Myths, and beliefs about motherhood and parenting.
My honest thoughts on the most common thoughts, myths, and beliefs about motherhood and parenting.
Becoming a mother is about sacrifice.
I believe that sacrifice leads to resentment, so I like to think of it as compromise. Especially in our Middle Eastern culture, what we’ve seen and learned from our mothers, was that a woman should give up everything for her family. But times have changed, we didn’t go to university to keep our degree covered in dust.
You are still you, your hobbies, passions, your style, your likes, dislikes, your personality…you don’t have to change these just because you became a mother. Of course, there will be some tweaking and adapting needed here and there, hence why I call it, compromise.
Embracing the slowness of new motherhood, could feel like you’re lagging behind everyone else.
The beginning of motherhood is slow, long and tiring. It sucks all your energy, and requires every part of you to be present. This is a huge transition, the biggest ever, so give it your all. We live in a “bragging” society with social media impacting our mental health and self-esteem on a daily basis. Stuck in Dubai for the whole summer, every time I opened Instagram, all my efforts to stay mentally sane, went down the drain. So imagine how a new mother could feel, with the postpartum hormones and possibly the baby blues, it’s isolating.

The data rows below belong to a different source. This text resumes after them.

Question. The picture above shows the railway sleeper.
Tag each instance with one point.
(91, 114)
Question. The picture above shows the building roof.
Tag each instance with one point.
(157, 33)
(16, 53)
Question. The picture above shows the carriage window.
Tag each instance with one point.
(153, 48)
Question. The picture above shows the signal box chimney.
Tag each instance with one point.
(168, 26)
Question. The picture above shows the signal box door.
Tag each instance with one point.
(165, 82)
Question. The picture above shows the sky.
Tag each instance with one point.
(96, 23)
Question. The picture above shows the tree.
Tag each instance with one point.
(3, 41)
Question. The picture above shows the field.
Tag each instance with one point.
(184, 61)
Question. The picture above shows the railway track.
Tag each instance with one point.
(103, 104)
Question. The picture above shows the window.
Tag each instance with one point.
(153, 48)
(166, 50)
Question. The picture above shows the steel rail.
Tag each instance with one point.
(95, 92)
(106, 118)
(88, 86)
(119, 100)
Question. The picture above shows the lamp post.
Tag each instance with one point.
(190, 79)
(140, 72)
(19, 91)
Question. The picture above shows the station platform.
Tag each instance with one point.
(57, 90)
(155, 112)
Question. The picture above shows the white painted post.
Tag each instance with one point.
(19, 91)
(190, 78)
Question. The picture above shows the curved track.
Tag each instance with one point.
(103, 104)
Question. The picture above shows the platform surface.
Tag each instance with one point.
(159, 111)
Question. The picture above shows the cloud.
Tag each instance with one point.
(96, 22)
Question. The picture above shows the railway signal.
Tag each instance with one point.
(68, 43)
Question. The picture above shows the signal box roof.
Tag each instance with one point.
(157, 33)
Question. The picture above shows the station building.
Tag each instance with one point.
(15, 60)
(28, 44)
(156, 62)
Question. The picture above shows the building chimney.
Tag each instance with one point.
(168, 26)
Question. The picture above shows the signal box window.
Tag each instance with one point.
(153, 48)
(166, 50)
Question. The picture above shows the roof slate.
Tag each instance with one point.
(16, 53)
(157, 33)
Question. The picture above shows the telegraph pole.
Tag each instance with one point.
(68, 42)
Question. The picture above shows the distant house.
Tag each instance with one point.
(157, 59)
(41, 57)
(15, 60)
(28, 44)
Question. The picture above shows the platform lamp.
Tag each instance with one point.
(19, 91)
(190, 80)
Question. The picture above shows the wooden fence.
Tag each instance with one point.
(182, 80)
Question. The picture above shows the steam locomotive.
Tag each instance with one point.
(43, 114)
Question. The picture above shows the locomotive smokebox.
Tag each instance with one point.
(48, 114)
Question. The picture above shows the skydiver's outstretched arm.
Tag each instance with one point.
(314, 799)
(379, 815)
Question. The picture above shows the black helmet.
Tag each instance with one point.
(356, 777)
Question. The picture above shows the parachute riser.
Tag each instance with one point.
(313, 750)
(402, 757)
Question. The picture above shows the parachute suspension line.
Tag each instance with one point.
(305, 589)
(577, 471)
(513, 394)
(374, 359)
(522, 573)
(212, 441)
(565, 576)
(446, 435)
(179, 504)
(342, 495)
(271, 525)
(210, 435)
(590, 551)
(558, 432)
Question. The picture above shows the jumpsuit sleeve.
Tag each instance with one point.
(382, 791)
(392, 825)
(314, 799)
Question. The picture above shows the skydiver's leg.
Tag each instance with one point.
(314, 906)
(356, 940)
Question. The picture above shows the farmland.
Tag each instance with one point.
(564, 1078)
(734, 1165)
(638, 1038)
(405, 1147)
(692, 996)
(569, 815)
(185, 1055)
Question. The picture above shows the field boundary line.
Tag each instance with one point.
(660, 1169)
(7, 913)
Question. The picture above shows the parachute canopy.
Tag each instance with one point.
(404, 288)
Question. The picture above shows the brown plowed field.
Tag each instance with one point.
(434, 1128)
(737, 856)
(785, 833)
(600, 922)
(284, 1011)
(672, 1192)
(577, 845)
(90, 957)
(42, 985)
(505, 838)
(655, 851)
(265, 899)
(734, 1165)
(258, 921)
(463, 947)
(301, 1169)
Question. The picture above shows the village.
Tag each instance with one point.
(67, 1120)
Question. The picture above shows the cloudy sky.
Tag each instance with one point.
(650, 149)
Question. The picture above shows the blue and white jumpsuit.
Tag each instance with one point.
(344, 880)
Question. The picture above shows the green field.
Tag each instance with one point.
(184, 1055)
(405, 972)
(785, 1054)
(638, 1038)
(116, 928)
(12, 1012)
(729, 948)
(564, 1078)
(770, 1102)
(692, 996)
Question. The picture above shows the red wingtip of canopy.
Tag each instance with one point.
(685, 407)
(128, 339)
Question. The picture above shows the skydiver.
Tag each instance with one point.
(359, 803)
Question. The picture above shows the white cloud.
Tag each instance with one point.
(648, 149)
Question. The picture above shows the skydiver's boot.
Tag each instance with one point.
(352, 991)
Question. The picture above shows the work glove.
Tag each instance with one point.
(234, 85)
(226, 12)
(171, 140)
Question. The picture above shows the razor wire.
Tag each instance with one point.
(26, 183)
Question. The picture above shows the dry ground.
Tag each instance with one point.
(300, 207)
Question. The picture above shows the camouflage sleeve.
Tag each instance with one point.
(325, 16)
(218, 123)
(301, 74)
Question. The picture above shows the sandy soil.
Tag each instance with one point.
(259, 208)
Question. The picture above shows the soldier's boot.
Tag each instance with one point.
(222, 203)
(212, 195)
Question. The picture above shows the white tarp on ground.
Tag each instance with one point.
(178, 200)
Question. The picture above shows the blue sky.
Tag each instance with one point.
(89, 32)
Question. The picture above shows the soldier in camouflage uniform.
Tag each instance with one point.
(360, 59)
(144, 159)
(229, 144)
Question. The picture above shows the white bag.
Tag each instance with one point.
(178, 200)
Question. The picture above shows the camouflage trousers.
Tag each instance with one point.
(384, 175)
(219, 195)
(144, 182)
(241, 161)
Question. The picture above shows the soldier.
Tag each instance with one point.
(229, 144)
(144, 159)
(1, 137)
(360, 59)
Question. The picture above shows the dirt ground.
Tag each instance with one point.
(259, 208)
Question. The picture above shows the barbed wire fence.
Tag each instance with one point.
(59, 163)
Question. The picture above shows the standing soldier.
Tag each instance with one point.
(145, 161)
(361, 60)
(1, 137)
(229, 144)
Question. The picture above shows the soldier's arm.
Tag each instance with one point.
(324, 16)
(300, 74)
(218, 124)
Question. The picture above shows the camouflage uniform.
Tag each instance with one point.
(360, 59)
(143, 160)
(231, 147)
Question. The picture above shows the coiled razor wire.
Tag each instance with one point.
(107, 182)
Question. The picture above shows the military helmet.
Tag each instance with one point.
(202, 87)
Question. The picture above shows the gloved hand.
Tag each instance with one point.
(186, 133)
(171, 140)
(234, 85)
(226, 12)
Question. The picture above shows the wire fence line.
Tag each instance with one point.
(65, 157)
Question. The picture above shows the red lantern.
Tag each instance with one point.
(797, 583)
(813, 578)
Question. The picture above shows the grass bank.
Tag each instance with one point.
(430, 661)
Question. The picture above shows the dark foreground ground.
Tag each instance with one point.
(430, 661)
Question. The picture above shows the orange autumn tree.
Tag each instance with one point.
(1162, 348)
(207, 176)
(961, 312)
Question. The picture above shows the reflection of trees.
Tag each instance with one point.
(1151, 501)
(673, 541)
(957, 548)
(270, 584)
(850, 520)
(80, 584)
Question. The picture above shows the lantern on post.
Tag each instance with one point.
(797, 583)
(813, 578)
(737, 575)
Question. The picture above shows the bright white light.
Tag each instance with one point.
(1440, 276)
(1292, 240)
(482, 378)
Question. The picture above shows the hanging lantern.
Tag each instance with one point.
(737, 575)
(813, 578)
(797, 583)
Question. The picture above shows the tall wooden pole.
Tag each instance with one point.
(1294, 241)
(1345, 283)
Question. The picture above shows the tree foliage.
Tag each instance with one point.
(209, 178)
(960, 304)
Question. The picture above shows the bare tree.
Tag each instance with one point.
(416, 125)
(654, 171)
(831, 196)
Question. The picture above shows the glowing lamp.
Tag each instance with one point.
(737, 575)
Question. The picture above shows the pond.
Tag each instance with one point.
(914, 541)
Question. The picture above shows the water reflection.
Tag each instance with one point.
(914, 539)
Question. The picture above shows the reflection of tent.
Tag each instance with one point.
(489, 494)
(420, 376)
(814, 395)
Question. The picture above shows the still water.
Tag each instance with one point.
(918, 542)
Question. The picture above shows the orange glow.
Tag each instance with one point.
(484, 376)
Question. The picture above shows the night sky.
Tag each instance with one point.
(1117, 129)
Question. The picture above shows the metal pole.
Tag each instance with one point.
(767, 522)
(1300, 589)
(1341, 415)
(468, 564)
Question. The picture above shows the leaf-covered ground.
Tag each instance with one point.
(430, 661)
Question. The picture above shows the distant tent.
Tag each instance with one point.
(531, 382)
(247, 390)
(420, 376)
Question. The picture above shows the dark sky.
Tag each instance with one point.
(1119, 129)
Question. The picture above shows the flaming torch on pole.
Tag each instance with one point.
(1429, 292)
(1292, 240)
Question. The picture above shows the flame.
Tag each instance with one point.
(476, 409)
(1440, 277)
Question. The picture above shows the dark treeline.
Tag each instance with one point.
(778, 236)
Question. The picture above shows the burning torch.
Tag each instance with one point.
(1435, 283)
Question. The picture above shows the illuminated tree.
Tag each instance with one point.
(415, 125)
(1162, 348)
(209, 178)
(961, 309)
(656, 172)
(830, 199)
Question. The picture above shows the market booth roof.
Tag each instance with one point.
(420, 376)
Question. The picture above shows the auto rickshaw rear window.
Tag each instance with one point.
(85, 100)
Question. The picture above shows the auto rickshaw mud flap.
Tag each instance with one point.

Those first 2 years, your baby needs ALL of you, so put down that phone, who cares if so and so got promoted, or so and so started their own business while you spent endless nights humming in a dark room (maybe even talking to the walls)
Take this time as a chance to slow down because, it doesn’t last long!! Soon enough, you’ll be back on your feet, and that world will seem so far away… you might even reach your hand out and try to grab it again, but your 4 year will remind you, that you can’t turn back time so don’t try to fast forward it.
Becoming parents, puts your relationship/marriage to the test
This is a big one. It’s the ultimate challenge and you take it on as a team. Think of it as your first major project together. You will work hard. You will experiment. You will strategize. You will be creative. You will succeed and you will fail. You will laugh and you will cry (hysterically sometimes). You will fight and you will bond like never before.
You are both responsible for the life of a human and will learn so much about yourselves and each other in the process. Be. Patient.
It’s ok to hate it sometimes
It is, for sure. But I can’t say that I never asked myself: “What did you get yourself into?” in times of desperation and deliriums. Or that I didn’t declare to the moon at 3 am for months, that I didn’t want to have another baby. I also can’t say that I wasn’t devastated with guilt for having said those things, because children are a blessing and so many women don’t have the chance to become a mother.
It’s a catharsis. A mix of so many emotions, topped up with exhaustion and self-doubt. But, it’s also a metamorphosis. A transformation and discovery of the self. The reward being, an adorable little person whose footsteps you can’t wait to hear in the morning, and whose breath is your oxygen.